VM trouble, both 2.4 and 2.5

linux-mm.kvack.org archive mirror
 help / color / mirror / Atom feed

* VM trouble, both 2.4 and 2.5
@ 2002-11-15 22:21 Rene Herman
  2002-11-15 22:44 ` Andrew Morton
  0 siblings, 1 reply; 5+ messages in thread
From: Rene Herman @ 2002-11-15 22:21 UTC (permalink / raw)
  To: linux-mm; +Cc: Andrew Morton, Con Kolivas

Hi Andrew, all ...

All of 2.4.19, 2.4.19-rmap14b, 2.5.47 and 2.5.47-mm3 would appear to have a 
problem reclaiming memory.
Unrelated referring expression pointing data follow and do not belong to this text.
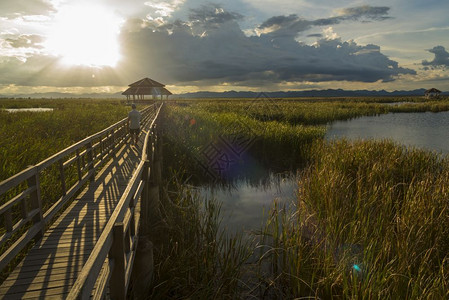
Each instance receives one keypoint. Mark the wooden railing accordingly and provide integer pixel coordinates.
(24, 213)
(110, 262)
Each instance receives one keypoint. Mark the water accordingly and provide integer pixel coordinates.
(245, 206)
(427, 130)
(35, 109)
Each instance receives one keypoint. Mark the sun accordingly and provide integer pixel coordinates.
(85, 35)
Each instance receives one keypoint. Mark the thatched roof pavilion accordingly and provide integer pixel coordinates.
(146, 86)
(432, 93)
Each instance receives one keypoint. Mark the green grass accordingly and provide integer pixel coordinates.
(194, 259)
(27, 138)
(370, 223)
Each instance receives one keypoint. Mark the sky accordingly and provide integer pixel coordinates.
(101, 46)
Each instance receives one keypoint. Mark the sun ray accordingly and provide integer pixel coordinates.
(85, 35)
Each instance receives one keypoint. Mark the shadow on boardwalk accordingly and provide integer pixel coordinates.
(52, 266)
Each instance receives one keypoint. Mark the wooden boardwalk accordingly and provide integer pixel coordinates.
(89, 250)
(52, 266)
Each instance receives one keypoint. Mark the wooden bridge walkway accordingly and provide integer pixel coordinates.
(88, 249)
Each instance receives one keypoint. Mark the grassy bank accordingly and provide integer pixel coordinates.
(370, 219)
(27, 138)
(370, 223)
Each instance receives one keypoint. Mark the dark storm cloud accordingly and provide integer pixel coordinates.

On all of these kernels a "dd" with a large 
blocksize "misplaces memory" here:

rene@7ixe4:~$ cat /proc/sys/vm/overcommit_memory
0

rene@7ixe4:~$ cat /proc/meminfo
MemTotal:       776156 kB
MemFree:        667416 kB
MemShared:           0 kB
Buffers:          7088 kB
Cached:          61564 kB
SwapCached:          0 kB
Active:          41652 kB
Inactive:        46584 kB
HighTotal:           0 kB
HighFree:            0 kB
LowTotal:       776156 kB
LowFree:        667416 kB
SwapTotal:           0 kB
SwapFree:            0 kB
Dirty:             104 kB
Writeback:           0 kB
Mapped:          34224 kB
Slab:             6068 kB
Committed_AS:    34864 kB
PageTables:        668 kB
ReverseMaps:     31359

rene@7ixe4:~$ dd if=/dev/zero of=/tmp/zero bs=512M count=1
1+0 records in
1+0 records out

rene@7ixe4:~$ dd if=/dev/zero of=/tmp/zero bs=512M count=1
dd: memory exhausted

rene@7ixe4:~$ cat /proc/meminfo
MemTotal:       776156 kB
MemFree:        412112 kB
MemShared:           0 kB
Buffers:          7668 kB
Cached:          61564 kB
SwapCached:          0 kB
Active:          42168 kB
Inactive:       296572 kB
HighTotal:           0 kB
HighFree:            0 kB
LowTotal:       776156 kB
LowFree:        412112 kB
SwapTotal:           0 kB
SwapFree:            0 kB
Dirty:             440 kB
Writeback:           0 kB
Mapped:          34228 kB
Slab:            10932 kB
Committed_AS:    34868 kB
PageTables:        668 kB
ReverseMaps:     31360

The first dd above ate some 250M (that number varies wildly, I have also seen 
it eat 400M and more, and sometimes significantly less, making the second dd 
still succeed but in that case the third or fourth dies) that /proc/meminfo 
only accounts under Inactive and then the second "dd" fails to allocate its 
buffer (bs=512M large) and exits with "memory exhausted". You can continue 
this process, choosing a smaller bs= each time (< MemFree), until allmost all 
memory is under "Inactive" and every non-tiny allocation fails.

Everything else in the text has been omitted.